Небольшой домик, комната, где он прожил последние годы своей жизни, не изгладятся из моей памяти. Сколько радостных дней и часов было проведено здесь, разве можно когда-нибудь забыть!
Вы входили в комнату о. Арсения, и первое, что видели, – это иконы Владимирской и Казанской Божией Матери, Нерукотворный Спас, Николая Угодника и Иоанна Богослова. Иконы были древнего письма, необычной тонкой работы, перед ними постоянно горели две лампадки: красная и зеленая, стоял хрустальный стакан, в котором всегда было несколько живых цветов. Здесь же, на столике, покрытом белой скатертью, лежали: Евангелие, Псалтирь, Служебник и очередная Минея, на письменном столе, стоявшем у окна, лежали книги – богословские, по искусству и древней архитектуре, стихи современных и старых поэтов, технические труды, брошюры и журналы.
У одной из стен стоял шкаф, забитый книгами, у другой стены располагался диван, на котором о. Арсений отдыхал днем и спал ночью. Три удобных старинных кресла дополняли обстановку, на стенах висело несколько картин, подаренных известными художниками, с которыми дружил о. Арсений. Почти все картины изображали природу, и только на одной была написана женщина на фоне лагерного барака. Красивое и привлекательное лицо было изможденным, усталым и почти серым от страданий, и только в глазах жили убежденность, сила и несгибаемая воля. Портрет был написан до пояса. Фоном картины служил серый барак, на женщине была серо-зеленая телогрейка, коричневая мятая шапка-ушанка. Все это создавало впечатление безысходного страдания человека, но стоило только взглянуть в глаза, и ты сразу видел, что человек жив; дух его не сломлен, он живет, несмотря на страдания, ожидание смерти, и ты понимал, что женщина никогда не согнется, не сдастся, не отречется. Сейчас она немощна, физически раздавлена, но дух Божий живет в ней и никогда не умрет, и глаза, смотрящие с портрета, рассказывали о6 этом. Портрет писал большой художник, друг о. Арсения.

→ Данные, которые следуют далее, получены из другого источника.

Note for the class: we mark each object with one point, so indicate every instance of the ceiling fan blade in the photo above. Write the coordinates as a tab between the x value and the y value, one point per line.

Кого изображал портрет, мы не знали, но было известно, что это была духовная дочь владыки Макария, погибшая в лагере.
Вернувшись из лагеря, о. Арсений не стал служить в церкви. Первые месяцы после выхода из лагеря жил уединенно, но потом центром его жизни стала большая духовная семья, разбросанная по разным местам Советского Союза.
Люди приезжали, писали (эта фраза ошибочна, писали очень много, но не в г. Р., а московским духовным детям, привозившим полученные письма о. Арсению, в среднем в день получалось 18-20 писем. – От составителей). Приезжали каждый день не менее одного-двух человек, в субботу и воскресенье приезжали иногда недопустимо много – 8-10 человек, и хозяйка дома, Надежда Петровна, в эти дни волновалась за о. Арсения.